PF e Anvisa deflagram operação contra medicamentos ilegais para emagrecimento

Ação mira importação irregular, produção clandestina, falsificação e comércio de substâncias injetáveis, com foco em semaglutida e tirzepatida

08/04/2026 às 09:38 por Redação Plox

Com apoio da Agência Nacional de Vigilância Sanitária (Anvisa), a Polícia Federal (PF) deflagrou, na manhã desta terça-feira (7/4), a Operação Heavy Pen. A ação tem como objetivo reprimir a entrada irregular no país, a produção clandestina, a falsificação e o comércio ilegal de medicamentos e insumos farmacêuticos destinados ao emagrecimento.

Ao todo, estão sendo cumpridos 45 mandados de busca e apreensão e realizadas 24 ações de fiscalização nos estados do Acre, Espírito Santo, Ceará, Goiás, Mato Grosso, Mato Grosso do Sul, Paraná, Roraima, Rio Grande do Norte, São Paulo, Sergipe e Santa Catarina.

As ações se concentram especialmente em produtos à base de princípios ativos como semaglutida e tirzepatida, amplamente utilizados em tratamentos para obesidade.

As ações se concentram especialmente em produtos à base de princípios ativos como semaglutida e tirzepatida, amplamente utilizados em tratamentos para obesidade.

Foto: Divulgação


Alvo é cadeia ilícita e riscos sanitários

Segundo as informações divulgadas, a operação mira grupos envolvidos em diferentes etapas da cadeia ilegal desses produtos — da importação fraudulenta à distribuição e comercialização irregular de substâncias de uso injetável, prática associada a sérios riscos sanitários.

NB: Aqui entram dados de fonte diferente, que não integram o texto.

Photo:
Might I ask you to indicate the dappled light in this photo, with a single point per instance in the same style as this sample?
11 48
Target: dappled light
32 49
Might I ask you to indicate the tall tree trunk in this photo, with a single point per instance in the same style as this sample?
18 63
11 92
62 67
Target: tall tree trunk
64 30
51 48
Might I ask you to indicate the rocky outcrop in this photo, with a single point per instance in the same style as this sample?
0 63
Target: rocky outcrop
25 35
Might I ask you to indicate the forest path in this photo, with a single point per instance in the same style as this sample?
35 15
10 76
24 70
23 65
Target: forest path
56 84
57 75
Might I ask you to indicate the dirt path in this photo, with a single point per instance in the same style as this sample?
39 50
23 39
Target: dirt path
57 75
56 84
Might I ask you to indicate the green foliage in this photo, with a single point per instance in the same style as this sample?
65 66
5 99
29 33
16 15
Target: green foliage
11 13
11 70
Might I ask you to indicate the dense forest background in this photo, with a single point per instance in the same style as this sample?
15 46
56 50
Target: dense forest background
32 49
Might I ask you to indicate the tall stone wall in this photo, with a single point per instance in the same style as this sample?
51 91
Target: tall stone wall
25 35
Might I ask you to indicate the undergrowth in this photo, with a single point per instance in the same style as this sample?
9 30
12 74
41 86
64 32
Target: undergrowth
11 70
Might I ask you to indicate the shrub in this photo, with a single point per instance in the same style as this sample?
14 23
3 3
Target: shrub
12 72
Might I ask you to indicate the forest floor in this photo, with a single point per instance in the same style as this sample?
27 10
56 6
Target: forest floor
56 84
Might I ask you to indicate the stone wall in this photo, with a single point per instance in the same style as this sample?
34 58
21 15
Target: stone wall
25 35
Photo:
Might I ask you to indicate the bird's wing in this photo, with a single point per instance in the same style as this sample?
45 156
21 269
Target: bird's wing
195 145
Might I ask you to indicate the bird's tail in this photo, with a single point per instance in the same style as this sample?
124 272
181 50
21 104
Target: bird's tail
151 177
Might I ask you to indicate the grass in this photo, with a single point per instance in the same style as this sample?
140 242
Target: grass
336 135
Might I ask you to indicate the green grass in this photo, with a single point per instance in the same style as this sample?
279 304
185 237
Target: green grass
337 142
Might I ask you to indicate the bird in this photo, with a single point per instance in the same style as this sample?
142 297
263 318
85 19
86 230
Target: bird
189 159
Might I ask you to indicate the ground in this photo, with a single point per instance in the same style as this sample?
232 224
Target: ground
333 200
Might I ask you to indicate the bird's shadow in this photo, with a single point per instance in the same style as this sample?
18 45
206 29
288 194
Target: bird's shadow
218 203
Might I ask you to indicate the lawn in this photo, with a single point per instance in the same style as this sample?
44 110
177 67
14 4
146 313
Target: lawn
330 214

Fiscalização inclui semaglutida, tirzepatida e substâncias sem autorização

As ações se concentram especialmente em produtos à base de princípios ativos como semaglutida e tirzepatida, amplamente utilizados em tratamentos para obesidade. Também entram no foco substâncias correlatas, como a retatrutida, que, conforme o texto, ainda não tem autorização para comercialização no Brasil.

Alvos incluem laboratórios, clínicas e empresas fora da regulação

Durante as diligências, equipes também fiscalizam estabelecimentos como laboratórios de manipulação, clínicas estéticas e empresas que atuam à margem da regulação sanitária, com produção, fracionamento ou comercialização de medicamentos sem registro ou de origem desconhecida.

Material coletado deve reforçar investigações

Os elementos reunidos durante a operação vão subsidiar investigações em curso. As condutas apuradas podem caracterizar crimes relacionados à falsificação e à comercialização irregular de medicamentos, além de contrabando.